With characteristic zeal, Napoleon quickly gathered a fleet at Toulon consisting
of thirteen ships of the line, four frigates and a host of transports to carry
an army of 31,000 soldiers. Another army of engineers, botanists,
archaeologists, civil servants, doctors and artists also gathered as an
accompanying scientific expedition. The armada was presided over by
Admiral Brueys who sailed in the L'Orient which was at the time the biggest
warship in existence and his captain was named Casabianca.
The fleet sailed across the Atlantic and almost as an afterthought anchored at
Malta where they set about looting everything they could lay their hands on and
finally landed at Alexandria in July, 1799.
Two great battles in the shadow of the Pyramids comprehensively defeated the
Mameluke cavalry and Napoleon set about shaping the conquered countryside into
his vision of what he thought it should be ( a characteristic of Napoleon
throughout his life was that he shaped his environment in his own fashion
whether it was a nation or a drawing-room ). The scientists were
themselves busy with the exotic new world around them and if there was one good
thing that came out of the Egyptian Campaign it was the commencement of
Egyptology which carries on to this day. Vivant Denon catalogued artifacts
to be carried back to France which later formed the beginning of the Egyptian
collection in the Louvre { of which Denon was to be the first curator ) while a
group of soldiers discovered lying in the sand what would later be the key to
Champollion's deciphering hieroglyphics---the Rosetta Stone, now in the British
Museum.
The French fleet in the meanwhile remained at anchor in Aboukir Bay in positions
which were to soon have fatal repercussions.
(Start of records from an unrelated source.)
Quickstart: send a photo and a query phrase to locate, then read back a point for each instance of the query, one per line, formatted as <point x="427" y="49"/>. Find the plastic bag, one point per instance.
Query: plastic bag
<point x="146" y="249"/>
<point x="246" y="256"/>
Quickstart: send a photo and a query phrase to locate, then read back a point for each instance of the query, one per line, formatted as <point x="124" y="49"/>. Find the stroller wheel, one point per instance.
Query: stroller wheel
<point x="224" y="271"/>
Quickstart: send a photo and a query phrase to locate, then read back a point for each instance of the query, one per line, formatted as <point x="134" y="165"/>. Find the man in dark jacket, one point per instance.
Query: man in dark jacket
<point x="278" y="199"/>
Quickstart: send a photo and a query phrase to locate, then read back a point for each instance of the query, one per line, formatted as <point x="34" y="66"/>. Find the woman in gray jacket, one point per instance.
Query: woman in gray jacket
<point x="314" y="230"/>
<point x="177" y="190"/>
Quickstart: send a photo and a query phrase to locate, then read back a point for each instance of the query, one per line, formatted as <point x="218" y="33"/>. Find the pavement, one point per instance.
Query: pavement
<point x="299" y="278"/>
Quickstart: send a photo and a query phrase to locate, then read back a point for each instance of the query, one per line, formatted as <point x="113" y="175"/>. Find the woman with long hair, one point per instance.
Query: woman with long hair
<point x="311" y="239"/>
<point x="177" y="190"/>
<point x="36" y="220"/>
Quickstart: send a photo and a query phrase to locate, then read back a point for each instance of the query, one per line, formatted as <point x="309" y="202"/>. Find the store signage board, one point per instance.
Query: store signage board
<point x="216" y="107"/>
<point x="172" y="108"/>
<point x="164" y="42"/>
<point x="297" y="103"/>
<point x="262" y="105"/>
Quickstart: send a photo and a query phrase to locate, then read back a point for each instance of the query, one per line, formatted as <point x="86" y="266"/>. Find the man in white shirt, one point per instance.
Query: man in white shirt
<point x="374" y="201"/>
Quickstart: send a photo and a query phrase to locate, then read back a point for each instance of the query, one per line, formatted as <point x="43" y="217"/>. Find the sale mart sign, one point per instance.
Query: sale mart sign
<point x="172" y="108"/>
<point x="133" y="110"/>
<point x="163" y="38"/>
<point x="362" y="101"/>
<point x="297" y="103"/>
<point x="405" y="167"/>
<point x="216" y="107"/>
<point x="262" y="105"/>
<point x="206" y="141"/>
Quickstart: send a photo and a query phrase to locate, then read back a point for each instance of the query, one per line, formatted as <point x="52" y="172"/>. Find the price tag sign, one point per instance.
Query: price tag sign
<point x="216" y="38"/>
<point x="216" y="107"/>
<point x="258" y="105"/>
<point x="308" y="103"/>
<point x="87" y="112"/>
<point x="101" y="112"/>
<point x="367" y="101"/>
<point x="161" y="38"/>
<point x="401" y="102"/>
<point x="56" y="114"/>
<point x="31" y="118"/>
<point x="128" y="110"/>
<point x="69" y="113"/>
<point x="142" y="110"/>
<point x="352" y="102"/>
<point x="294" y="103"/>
Broueys had placed his ships
in such a way that they were too far from shore to have the advantage of shore
batteries and had obligingly left enough sea between land and ships to be
attacked from both sides. In an age when the broadside was the cutting
edge of naval warfare it was asking for trouble and it wasn't long in
coming. Nelson deployed his ships to come in on both sides of the anchored
French fleet and his Band of Brothers in the Goliath, Vanguard, Bellerephon, Leander and Swiftsure blasted the French
ships incessantly. The battle went on through the night and the French
ships were pounded unmercifully until morning found that four ships had escaped
and the remainder were either sunk or
aground. Two thousand French sailors
died and three thousand were taken prisoner in what was a complete disaster for
French naval power and could be described as Napoleon's sea-going Moscow
debacle.
L'Orient
Felicia was in
her thirties when she recalled her childhood memories of the incident ------ but
it wasn't the feats of arms that she remembered and it wasn't Nelson's glorious
victory that she recalled, Her romantic soul had polarised around the
plight of a young French boy caught up in the maelstrom of the battle.
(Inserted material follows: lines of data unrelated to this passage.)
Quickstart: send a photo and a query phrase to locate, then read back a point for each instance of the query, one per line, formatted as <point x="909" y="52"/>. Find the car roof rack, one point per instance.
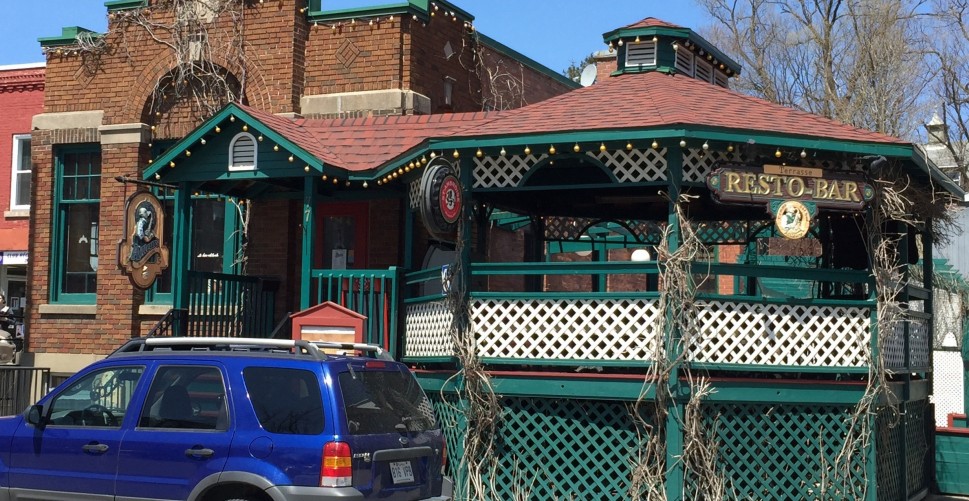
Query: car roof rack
<point x="255" y="345"/>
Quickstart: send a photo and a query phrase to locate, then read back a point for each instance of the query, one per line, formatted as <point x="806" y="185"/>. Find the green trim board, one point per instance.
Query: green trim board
<point x="716" y="137"/>
<point x="280" y="167"/>
<point x="68" y="36"/>
<point x="549" y="385"/>
<point x="631" y="387"/>
<point x="420" y="8"/>
<point x="952" y="461"/>
<point x="115" y="5"/>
L'Orient was the flagship of the French
fleet, seemingly indestructible and carrying Admiral Brueys, the fleet
commander. Every ship in the British fleet wanted the prestige of sinking
the L'Orient but it was the Swiftsure which was her main protagonist and the
battle between the two was long and hard. Admiral Brueys had lost both
legs but directed operations from an armchair on deck and such was the ferocity
of the fighting it has become legendary in French naval folklore. Brueys
was finally killed by a cannonball but the fight went on with attacking ships
unable to get too close as the heat from the burning ship was causing the pitch
between the seams to melt. Brouey's Captain Casabianca lay below dead and
in all the confusion of falling masts, blazing fires and flying cannonballs his
12 year old son son remained aboard the dying ship agonising whether he should
leave his father's body or remain faithful to the end.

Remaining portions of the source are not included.